It is only when a government sets out to change this trend that inequality ceases to increase - good examples were the post-war Labour government in Britain and the pre-war government here. But if governments are relaxed about, or perhaps even welcome, the usual trend, (as they have done recently in New Zealand) then inequality grows.
Sir Tony was, of course, talking about economic inequality and accordingly focused on matters of comparative wealth and income. But there has been a growing recognition over recent times that inequality is not only an economic phenomenon but is equally important in other senses as well. In New Zealand, we have always been blessed by our refusal to allow a "ruling class" to develop, but we are now perilously close to allowing the wealthy to have more respect, influence and therefore power than the rest of us.
And someone growing up in sub-standard housing or with limited educational opportunities or inadequate access to health care or whose working day is organised to suit his employer without regard for his own interests should surely be regarded as less than equal with his more fortunate fellow-citizens.
And that should lead us to recognise that there is a range of policies, not just economic policies - policies such as the rights of workers in the workplace and building state houses for low-income families— that will directly influence the level of inequality.
It is often argued that greater equality can be achieved only by limiting the freedom of those who are doing better than others. Today, however, we can see that the link between equality and freedom is not so much that you can only have one at the expense of the other, but that they support each other; someone who is less equal is also less free than he would otherwise be.

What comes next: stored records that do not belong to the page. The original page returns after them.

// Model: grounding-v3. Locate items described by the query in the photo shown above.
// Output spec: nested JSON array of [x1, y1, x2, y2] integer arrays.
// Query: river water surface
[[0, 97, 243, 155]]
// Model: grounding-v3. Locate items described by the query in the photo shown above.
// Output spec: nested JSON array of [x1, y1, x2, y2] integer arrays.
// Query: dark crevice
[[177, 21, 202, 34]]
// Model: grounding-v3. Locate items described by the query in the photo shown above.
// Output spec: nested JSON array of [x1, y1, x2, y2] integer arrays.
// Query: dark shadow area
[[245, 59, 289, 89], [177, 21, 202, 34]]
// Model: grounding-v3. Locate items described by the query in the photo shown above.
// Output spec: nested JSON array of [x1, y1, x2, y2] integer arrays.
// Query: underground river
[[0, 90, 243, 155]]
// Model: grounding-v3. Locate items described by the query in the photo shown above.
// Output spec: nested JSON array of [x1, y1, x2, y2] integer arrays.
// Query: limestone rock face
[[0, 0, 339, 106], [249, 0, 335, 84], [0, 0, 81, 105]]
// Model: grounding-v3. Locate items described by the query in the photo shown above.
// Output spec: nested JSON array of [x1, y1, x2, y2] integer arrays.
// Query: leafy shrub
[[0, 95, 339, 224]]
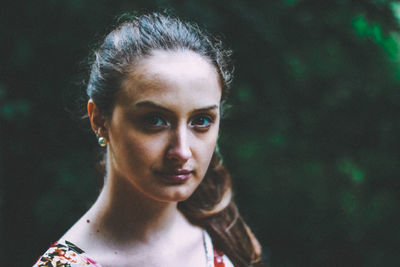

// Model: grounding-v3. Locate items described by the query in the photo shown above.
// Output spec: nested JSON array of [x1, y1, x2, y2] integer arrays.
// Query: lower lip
[[159, 172, 192, 183]]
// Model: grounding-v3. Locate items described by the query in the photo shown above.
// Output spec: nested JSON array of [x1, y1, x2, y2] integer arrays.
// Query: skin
[[63, 51, 221, 267]]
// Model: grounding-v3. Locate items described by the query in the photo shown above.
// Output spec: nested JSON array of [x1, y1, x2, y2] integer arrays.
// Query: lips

Freedom, in other words, is not just an abstract concept but has a real practical significance; it means the power and ability to do things, to realise potential and to make choices.
A society in which only a privileged few have a wide range of choices while everyone else has to "like it or lump it" is not only unequal but also less free. The level of freedom in a society should be determined by the degree of freedom available to those who might be regarded as the least free. We have a long way to go - and may even be heading in the wrong direction - if our goal is a society that is both free and equal.